The Conservative leadership race has taken off with former federal cabinet minister Peter MacKay’s announcement that he is in.
The campaign launch on Wednesday ends months of speculation over whether Mr. MacKay would run to replace outgoing leader Andrew Scheer. Mr. Scheer resigned in December after a disappointing election loss and as it was revealed he was paying for his children’s private school tuition with party money. The new leader will be chosen on June 27.
“I’m in. Stay tuned,” Mr. MacKay said on Twitter. Spokesman Michael Diamond said Mr. MacKay will announce the direction of his campaign formally next week.
During the fall election campaign, The Globe and Mail reported that Mr. MacKay’s supporters were laying the groundwork for a possible leadership bid if the Conservatives did not win with Mr. Scheer.
While he would not say he planned to run, Mr. MacKay openly criticized Mr.
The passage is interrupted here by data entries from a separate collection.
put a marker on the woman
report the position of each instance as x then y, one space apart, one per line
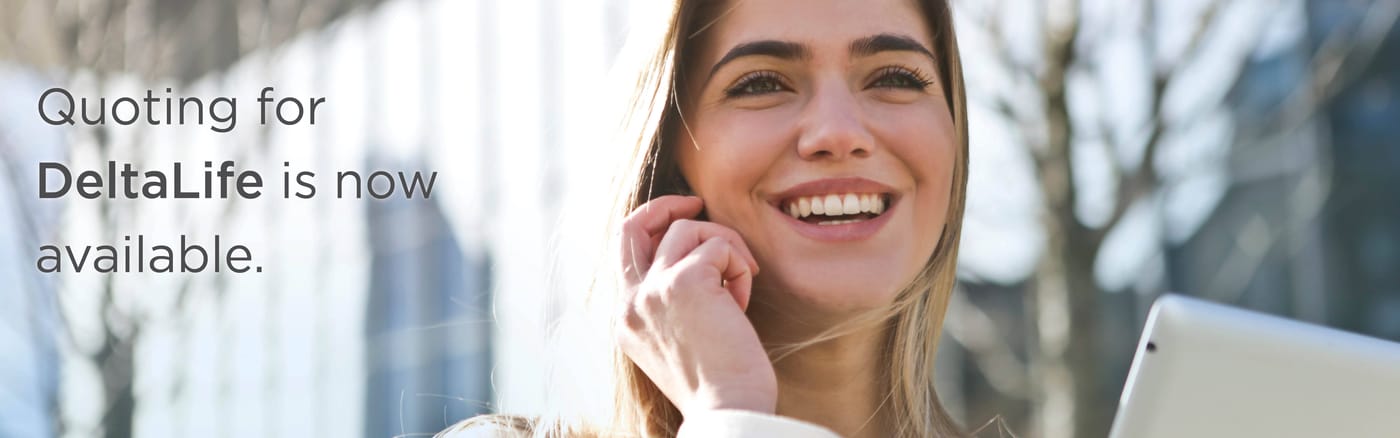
791 224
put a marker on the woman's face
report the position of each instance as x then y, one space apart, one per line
818 129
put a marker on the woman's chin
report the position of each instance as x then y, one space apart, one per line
836 293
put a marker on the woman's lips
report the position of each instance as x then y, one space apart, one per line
840 209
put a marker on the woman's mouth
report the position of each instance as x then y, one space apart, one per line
836 209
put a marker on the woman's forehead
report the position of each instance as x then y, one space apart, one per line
821 25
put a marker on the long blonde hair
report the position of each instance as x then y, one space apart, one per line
914 321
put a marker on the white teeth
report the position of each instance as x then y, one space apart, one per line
835 205
832 205
850 205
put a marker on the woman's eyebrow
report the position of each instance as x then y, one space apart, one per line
886 42
791 51
780 49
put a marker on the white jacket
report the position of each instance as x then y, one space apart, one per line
707 424
749 424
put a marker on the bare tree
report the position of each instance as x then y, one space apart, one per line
1054 52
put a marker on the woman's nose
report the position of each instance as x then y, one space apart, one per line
833 126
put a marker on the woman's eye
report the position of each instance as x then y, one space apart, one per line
756 84
896 77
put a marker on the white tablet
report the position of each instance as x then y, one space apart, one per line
1206 370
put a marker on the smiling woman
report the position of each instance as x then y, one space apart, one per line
790 225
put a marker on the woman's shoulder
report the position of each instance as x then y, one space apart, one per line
490 426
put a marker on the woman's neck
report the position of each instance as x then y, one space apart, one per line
837 382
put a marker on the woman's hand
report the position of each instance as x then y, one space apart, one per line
686 286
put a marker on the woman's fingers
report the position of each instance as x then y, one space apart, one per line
718 263
685 235
644 228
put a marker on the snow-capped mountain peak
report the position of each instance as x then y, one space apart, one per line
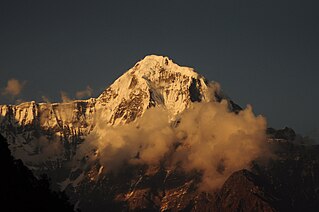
153 81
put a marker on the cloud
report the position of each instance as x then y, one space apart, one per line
13 88
64 97
84 93
209 138
46 99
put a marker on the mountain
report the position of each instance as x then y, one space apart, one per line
21 191
162 138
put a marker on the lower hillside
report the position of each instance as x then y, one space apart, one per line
21 191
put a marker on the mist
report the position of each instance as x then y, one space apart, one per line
206 137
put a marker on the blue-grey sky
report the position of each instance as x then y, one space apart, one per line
265 53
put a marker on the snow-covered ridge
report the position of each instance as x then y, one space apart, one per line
155 81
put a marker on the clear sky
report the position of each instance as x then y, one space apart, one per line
263 52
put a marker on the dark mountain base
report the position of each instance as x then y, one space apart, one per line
21 191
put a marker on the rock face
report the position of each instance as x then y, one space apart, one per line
155 81
21 191
244 191
47 136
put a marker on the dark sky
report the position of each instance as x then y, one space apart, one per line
263 52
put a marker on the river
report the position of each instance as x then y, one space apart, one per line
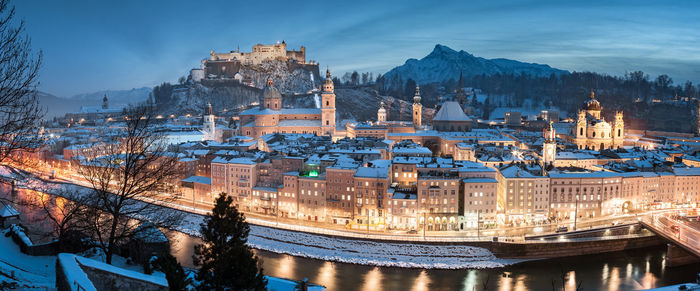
629 270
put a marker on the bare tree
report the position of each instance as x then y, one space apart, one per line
129 182
20 112
62 209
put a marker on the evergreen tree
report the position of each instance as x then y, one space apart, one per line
225 261
475 102
174 273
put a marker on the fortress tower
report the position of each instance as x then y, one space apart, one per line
271 96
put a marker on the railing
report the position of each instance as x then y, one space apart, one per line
678 232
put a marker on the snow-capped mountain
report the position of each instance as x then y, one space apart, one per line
444 63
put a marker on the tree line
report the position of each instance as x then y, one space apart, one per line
566 91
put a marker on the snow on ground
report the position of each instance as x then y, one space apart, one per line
365 252
30 272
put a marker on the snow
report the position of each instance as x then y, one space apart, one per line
198 179
444 63
450 111
8 211
303 243
75 276
16 229
30 272
281 284
155 279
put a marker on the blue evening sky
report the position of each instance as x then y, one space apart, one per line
94 45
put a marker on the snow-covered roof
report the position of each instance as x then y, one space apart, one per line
450 111
300 123
365 172
198 179
300 111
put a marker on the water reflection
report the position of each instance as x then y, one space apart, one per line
638 269
614 283
505 281
373 280
470 280
286 267
422 282
571 281
327 275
Scheer’s performance after the election, comparing Mr. Scheer’s chances to “having a breakaway on an open net and missing.”
Mr. MacKay told a panel at the Wilson Centre think tank in Washington the Conservatives lost because their leader failed to deal with questions about his socially conservative views on abortion and same-sex marriage, which he said “hung around Andrew Scheer’s neck like a stinking albatross.”
Mr. MacKay, a partner in the Toronto law firm Baker McKenzie, is popular in Conservative circles. He was a cabinet minister in Stephen’s Harper government in justice, defence and foreign affairs portfolios from 2006 to 2015.
He was leader of the Progressive Conservative Party until he negotiated a merger with Mr. Harper’s Canadian Alliance in 2003. This led to the formation of the Conservative Party of Canada, ending a decade of vote splitting on the right.
Mr. MacKay was expected to seek the leadership after the Harper government’s defeat, but said in 2016 the time wasn’t right for his young family.
Alberta Conservative MP Blaine Calkins called Mr. MacKay a “unifier” who could win in “every region of this country.”
Mr. MacKay has hired experienced campaigners to help him. Former Conservative MP Alex Nuttall, who played a key role in Maxime Bernier’s 2017 leadership bid, is the campaign manager.
Mr. MacKay has hired Rubicon Strategy Inc., a government relations and digital marketing firm, to provide services during the campaign. The firm was founded by Conservative strategist Kory Teneycke, who pushed to oust Mr. Scheer as leader. Mr. Teneycke, who ran Ontario Premier Doug Ford’s successful 2018 election campaign, said he will stay neutral.
The firm’s vice-president of digital, Emrys Graefe, who also worked on Mr. Bernier’s team, will run the campaign’s digital operations.
Rubicon’s executive chairman Mike Coates, formerly campaign chair for television personality Kevin O’Leary’s aborted leadership bid, is supporting Mr. MacKay, but has no formal role.
While the campaign officially began on Monday, only two candidates have officially entered.
Conservative MP for the Ontario riding Sarnia-Lambton Marilyn Gladu announced her candidacy last week, saying the Tories need to “expand the base” to win the next election.
Ms. Gladu said she is happy to see “as many excellent candidates as we can get.” She said Mr. MacKay is “very well liked” and has “great name recognition," adding that she will be interested to hear his policy ideas.
Ontario Conservative MPs Erin O’Toole and Pierre Poilievre have been preparing campaigns, but have not formally entered.
Jean Charest, the former leader of the Progressive Conservative Party and ex-Quebec premier, plans to announce his intentions before the end of the month, according to a member of his team.
Also on Wednesday, former prime minister Mr. Harper withdrew from his position on the Conservative Fund – the not-for-profit organization that raises the money to run the party. Conservatives did not provide a reason, although party spokesman Cory Hann confirmed Mr. Harper’s departure.
“His contributions, support and wise counsel to the board over the past many years has been appreciated," Mr. Hann said.
With a report from Daniel Leblanc
Editor’s note: An earlier version of this article incorrectly said Alex Nuttall is a Conservative MP. He is a former MP.